Question: How do you appreciate this result and not have to remember another piece of useless information that you already know?

Observe that if you square both sides of [#3], it is nothing more than Pythagorean theorem, which you would have learnt in your foundation study of trigonometry.

For a right angle triangle (RAT), the squared distance of the hypotenuse (longest slanted side) is equal to the sum of the respective squared distance of the other two sides.

In the simplest case, if (b1,b2) is measured with respect to A=(a1,a2), where A is the origin (0,0), then, the equation collapses to
d(0,B)=sqrt[(b2)^2+(b1)^2].
Upon squaring both sides, you must recognize
d^2=(b2)^2+(b1)^2
it is of the same form as
d^2=x^2+y^2, right?
which describes a circle centered at (0,0) with radius d.
A circle which is positioned at (a1,a2) (off-centered with respect to some reference grid) has non-zero a1, a2 values.

Can you reconcile the ideas of a circle and Euclidean distance?
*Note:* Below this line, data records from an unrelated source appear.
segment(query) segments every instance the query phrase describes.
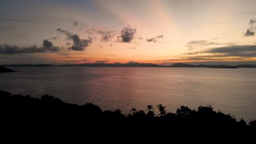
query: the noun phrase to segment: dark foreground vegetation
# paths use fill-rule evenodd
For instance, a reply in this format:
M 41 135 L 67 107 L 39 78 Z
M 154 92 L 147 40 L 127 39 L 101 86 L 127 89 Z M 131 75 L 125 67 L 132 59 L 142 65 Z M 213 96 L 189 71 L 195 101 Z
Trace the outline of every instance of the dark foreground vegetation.
M 124 115 L 119 109 L 103 111 L 92 103 L 78 105 L 48 95 L 39 99 L 0 91 L 1 119 L 4 121 L 2 124 L 9 128 L 46 129 L 48 131 L 71 128 L 97 135 L 124 135 L 126 131 L 131 133 L 131 137 L 139 134 L 151 135 L 154 133 L 159 136 L 175 133 L 180 136 L 206 135 L 216 139 L 229 134 L 249 136 L 255 133 L 256 121 L 248 124 L 243 119 L 237 122 L 229 115 L 214 111 L 211 106 L 199 106 L 197 110 L 182 106 L 175 113 L 166 112 L 161 104 L 149 105 L 145 109 L 132 108 L 130 114 Z

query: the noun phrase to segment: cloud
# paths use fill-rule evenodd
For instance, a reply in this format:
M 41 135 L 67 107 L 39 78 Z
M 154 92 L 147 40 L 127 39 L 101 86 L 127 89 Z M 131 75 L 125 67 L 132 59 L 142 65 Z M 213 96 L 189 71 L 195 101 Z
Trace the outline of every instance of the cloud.
M 160 39 L 160 39 L 164 38 L 164 35 L 159 35 L 155 37 L 155 38 L 151 38 L 150 39 L 147 39 L 146 40 L 148 42 L 153 41 L 154 43 L 156 43 L 157 39 Z
M 134 37 L 134 35 L 136 32 L 136 28 L 131 28 L 130 27 L 124 28 L 121 31 L 121 42 L 130 43 Z
M 197 54 L 211 53 L 208 57 L 238 57 L 251 58 L 256 57 L 256 45 L 235 45 L 211 49 L 203 51 L 184 53 L 195 55 Z M 202 56 L 205 57 L 205 56 Z M 198 57 L 198 56 L 196 57 Z
M 101 35 L 101 40 L 102 41 L 108 41 L 117 34 L 114 31 L 99 30 L 97 32 Z
M 91 27 L 82 26 L 79 29 L 84 31 L 84 32 L 88 34 L 99 34 L 101 37 L 100 39 L 101 41 L 108 41 L 117 34 L 115 31 L 106 30 L 96 26 Z M 95 39 L 96 39 L 96 37 Z
M 155 37 L 156 38 L 164 38 L 164 35 L 158 35 L 156 37 Z
M 219 45 L 219 43 L 215 42 L 210 42 L 208 40 L 195 40 L 191 41 L 187 44 L 187 47 L 202 47 L 209 45 Z
M 130 61 L 128 62 L 127 63 L 137 63 L 137 62 L 134 61 Z
M 78 26 L 78 21 L 74 22 L 74 23 L 73 23 L 73 25 L 74 25 L 75 27 Z
M 70 63 L 79 63 L 79 62 L 84 62 L 88 61 L 88 59 L 78 59 L 78 60 L 65 60 L 63 61 L 65 62 L 70 62 Z
M 154 43 L 156 43 L 156 39 L 154 38 L 152 38 L 151 39 L 147 39 L 146 41 L 148 42 L 154 41 Z
M 83 51 L 89 44 L 92 43 L 92 38 L 88 37 L 88 39 L 81 39 L 77 34 L 73 34 L 66 30 L 58 28 L 57 31 L 61 34 L 65 34 L 67 36 L 67 39 L 73 41 L 73 45 L 68 48 L 69 50 L 74 51 Z
M 0 45 L 0 54 L 17 54 L 22 53 L 36 53 L 45 52 L 47 51 L 57 52 L 61 49 L 59 47 L 54 46 L 51 41 L 45 39 L 43 41 L 43 47 L 38 47 L 36 45 L 28 47 L 19 47 L 15 45 L 10 46 L 8 45 Z
M 94 62 L 95 63 L 107 63 L 108 62 L 108 60 L 103 60 L 103 61 L 97 61 Z
M 248 29 L 245 34 L 245 36 L 250 37 L 254 35 L 254 32 L 251 32 L 251 30 Z
M 246 37 L 252 37 L 254 35 L 255 30 L 256 27 L 255 26 L 255 23 L 256 22 L 256 20 L 250 20 L 249 22 L 249 25 L 250 27 L 248 29 L 246 30 L 246 32 L 245 33 L 245 36 Z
Answer: the circle is a locus, namely, a collection of points (b1,b2) which are equidistant (d) from some reference point (a1,a2). This is the whole point behind using a compass in geometry.

Exercise: I could have given you the answer, but I think you can work it out by yourself and indeed, all questions of the same nature (go over what we have discussed above). I want you to understand where the results come from and make sure that the results are intuitive to you, not just blindly follow some rules given in the textbook. When it makes sense to you, you will not find it difficult.

Cheers,
Josh